The majority of the captives belonged to the Hernici and Latins, not men of the plebeian class, who might have been regarded as only mercenaries, they were found to include some of the principal men of their fighting force, a clear proof that those States had formally assisted the enemy. Some were also recognised as belonging to Circeii and to the colony at Velitrae.
They were all sent to Rome and examined by the leaders of the senate; they gave them the same replies which they had made to the Dictator, and disclosed without any attempt at evasion the defection of their respective nations.
The[*](The Proceedings against Manlius.) Dictator kept his army permanently encamped, fully expecting that the senate would declare war against those peoples. A much greater trouble at home, however, necessitated his recall. The sedition which, owing to its ringleader's work, was exceptionally alarming, was gaining strength from day to day.
For to any one who looked at his motives, not only the speeches, but still more the conduct of M. Manlius, though ostensibly in the interest of the people, would have appeared revolutionary and dangerous.
When he saw a centurion, a distinguished soldier, led away as an adjudged debtor, he ran into the middle of the Forum with his crowd of supporters and laid his hand on him. After declaiming against the tyranny of patricians and the brutality of usurers and the wretched condition of the plebs he said:
“It was then in vain that I with this right hand saved the Capitol and Citadel if I have to see a fellow-citizen and a comrade in arms carried off to chains and slavery just as though he had been captured by the victorious Gauls.” Then, before all the people, he paid the sum due to the creditors, and after thus freeing the man by “copper and scales,” sent him home.
The released debtor appealed to gods and men to reward Manlius, his deliverer and the beneficial protector of the Roman plebs. A noisy crowd immediately surrounded him, and he increased the excitement by displaying the scars left by wounds he had received in the wars against Veii and the Gauls and in recent campaigns.
“Whilst,” he cried, “I was serving in the field and whilst I was trying to restore my desolated home,
I paid in interest an amount equal to many times the principal, but as the fresh interest always exceeded my capital, I was buried beneath the load of debt.
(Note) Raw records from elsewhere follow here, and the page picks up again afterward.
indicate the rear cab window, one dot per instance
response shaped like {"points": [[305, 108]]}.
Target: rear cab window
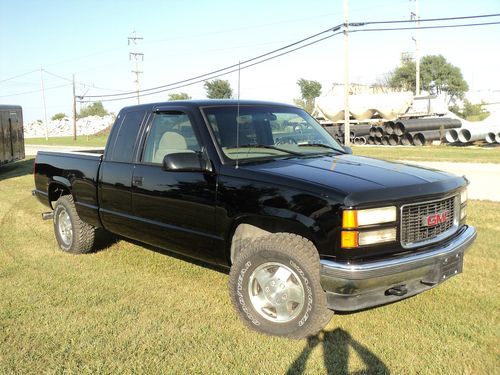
{"points": [[123, 137]]}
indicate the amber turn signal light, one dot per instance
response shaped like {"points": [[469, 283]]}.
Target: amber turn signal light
{"points": [[349, 239], [350, 219]]}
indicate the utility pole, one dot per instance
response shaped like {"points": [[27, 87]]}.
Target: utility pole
{"points": [[135, 56], [347, 128], [44, 106], [416, 16], [74, 109]]}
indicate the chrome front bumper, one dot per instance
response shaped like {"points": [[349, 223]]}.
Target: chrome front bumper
{"points": [[351, 287]]}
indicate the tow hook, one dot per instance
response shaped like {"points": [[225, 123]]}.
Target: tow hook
{"points": [[47, 215], [399, 291]]}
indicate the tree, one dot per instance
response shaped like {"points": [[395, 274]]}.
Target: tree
{"points": [[94, 109], [218, 89], [179, 96], [436, 76], [471, 112], [58, 116], [309, 91]]}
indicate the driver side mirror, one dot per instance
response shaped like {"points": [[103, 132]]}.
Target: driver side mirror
{"points": [[185, 162]]}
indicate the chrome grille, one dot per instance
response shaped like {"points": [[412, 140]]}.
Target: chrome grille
{"points": [[414, 232]]}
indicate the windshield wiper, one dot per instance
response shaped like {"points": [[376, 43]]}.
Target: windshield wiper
{"points": [[256, 145], [319, 145]]}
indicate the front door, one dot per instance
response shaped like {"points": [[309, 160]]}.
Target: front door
{"points": [[174, 210]]}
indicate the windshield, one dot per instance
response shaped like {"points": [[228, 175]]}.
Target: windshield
{"points": [[268, 132]]}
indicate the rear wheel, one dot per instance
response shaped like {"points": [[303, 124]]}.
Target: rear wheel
{"points": [[72, 234], [275, 287]]}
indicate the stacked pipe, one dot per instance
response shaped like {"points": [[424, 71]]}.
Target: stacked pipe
{"points": [[358, 133], [407, 132]]}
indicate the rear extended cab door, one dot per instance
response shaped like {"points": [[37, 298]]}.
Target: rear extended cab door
{"points": [[115, 173], [174, 210]]}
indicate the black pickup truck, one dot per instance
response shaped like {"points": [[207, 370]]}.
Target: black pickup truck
{"points": [[305, 227]]}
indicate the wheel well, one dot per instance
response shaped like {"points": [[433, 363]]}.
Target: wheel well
{"points": [[247, 231], [56, 191]]}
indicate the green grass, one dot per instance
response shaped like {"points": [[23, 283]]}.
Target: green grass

It is owing to M. Manlius that I can now look upon the light of day, the Forum, the faces of my fellow-citizens; from him I have received all the kindness which a parent can show to a child; to him I devote all that remains of my bodily powers, my blood, my life. In that one man is centred everything that binds me to my home, my country, and my country's gods.”
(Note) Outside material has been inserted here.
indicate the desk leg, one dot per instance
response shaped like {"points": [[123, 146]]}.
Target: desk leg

The plebs, wrought upon by this language, had now completely espoused this one man's cause, when another circumstance occurred, still more calculated to create universal confusion.
Manlius brought under the auctioneer's hammer an estate in the Veientine territory which comprised the principal part of his patrimony — “In order,” he said, “that as long as any of my property remains, I may prevent any of you Quirites from being delivered up to your creditors as judgment debtors.” This roused them to such a pitch that it was quite clear that they would follow the champion of their liberties through anything, right or wrong.